The Consumer Financial Protection Bureau needs to return to its original plans on prepaid regulations and put its proposed rules on a post-Thanksgiving diet. For much of 2014 the CFPB was researching the prepaid industry and said that it planned to produce regulations that would focus primarily on prepaid card disclosures. Then in December 2014 it gave us 870 pages of proposed regulations that covered everything from prepaid card disclosure to overdraft to person-to-person payments to (possibly) virtual currency. Note that the entire Durbin Amendment regulations were implemented with only 307 pages.
In a November 20 post on its website, the CFPB said that it expects “to issue the final rule in spring 2016.” It is not clear why the CFPB is taking so long to digest the comments, nor do we know what direction they are taking based on those comments. But, we do know that the delay came after the troubles that RushCard and its customers had, and the concern is that the CFPB is going to try to somehow regulate away technical glitches that aren’t unique to prepaid cards.
If the rules come out in spring 2016 as proposed, then we are looking a major disruption to the prepaid card business. Depending on the implementation time frame given for compliance, program managers may need to recall and destroy mountains of cards and marketing materials. We know the CFPB is not the Environmental Protection Agency (given the reams of paper needed to print out its last regs, it might be the EPA’s sworn enemy). All the same, it would be nice to avoid a repeat of the CARD Act, which led to piles of unusable cardstock being landfilled.

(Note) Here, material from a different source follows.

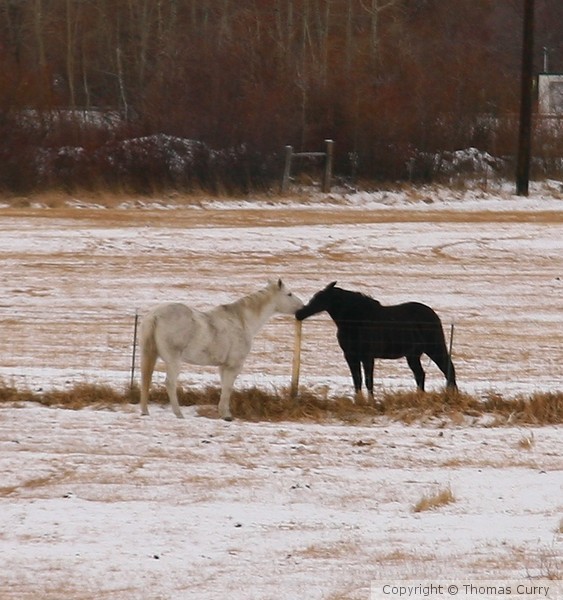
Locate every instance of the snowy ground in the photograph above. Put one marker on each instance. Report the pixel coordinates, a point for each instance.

What the CFPB should do is issue a slimmed down version of its prepaid regulations that focuses on disclosure. The industry already has made steps to improve the information customers have for making decisions. Organizations like the Center for Financial Services Innovation and Pew have done good work in developing valuable, workable models.
By issuing rules that focus solely on disclosure, the CFPB could issue guidance before the end of the year that would bring help to consumers earlier in 2016, and prevent disruptions to their prepaid access caused by regulatory deadlines. The improved disclosure would let consumers avoid many of the other problems CFPB seeks to solve through savvy shopping.